The chamber also advised that the refineries should be operated as commercial business entities, adding that the Nigeria Liquefied Natural Gas Company Limited model, which allowed for private sector management, should be adopted for the refineries to improve efficiency and reduce the burden of the refineries on the nations’ treasury.

It also suggested that the pipelines should be given out on concession to private investors for more efficient management and reduction of road haulage of fuel.

According to the LCCI, the Central Bank of Nigeria (CBN) needs to ensure a more transparent process in the allocation of foreign exchange to petroleum product marketers and should ensure the payment of matured Letters of Credit to their offshore fuel suppliers.

It stated, “We have concerns over lack of clarity on the deregulation and liberalisation of the sector. This policy loophole has put many investments in the sector at risk, while many other investment decisions have been put on hold. The concentration of petroleum products supply in the NNPC remains a major cause for concern. The arrangement is an inherent entrenchment of the dominance of the NNPC to the detriment of private investors in the sector.

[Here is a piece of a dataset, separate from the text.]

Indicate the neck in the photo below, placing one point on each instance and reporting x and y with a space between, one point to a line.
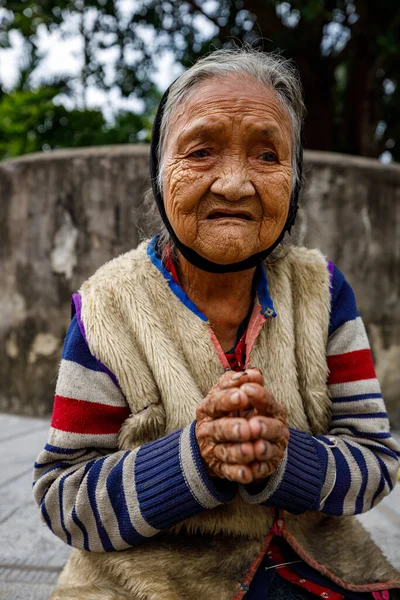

“The downstream petroleum sector currently suffers from overregulation, which has profound negative consequences for growth, investment and job creation in the sector.

“Evidently, the current model of managing the downstream petroleum sector is not sustainable. It is at variance with the present administration’s vision to diversify the economy and create jobs. It perpetuates the phenomenal of rent economy and is detrimental to economic competition. It is important to stress that the citizens are the ultimate beneficiaries of a competitive market environment.

“The weak compliance with the regulated price of the PMS in parts of the country is largely a symptom of much deeper problems and distortions in the petroleum products supply chain. The Department of Petroleum Resources has been spending valuable time and energy fighting the symptoms of a problem, rather than addressing the fundamentals. We need to situate the issues in a causative context.”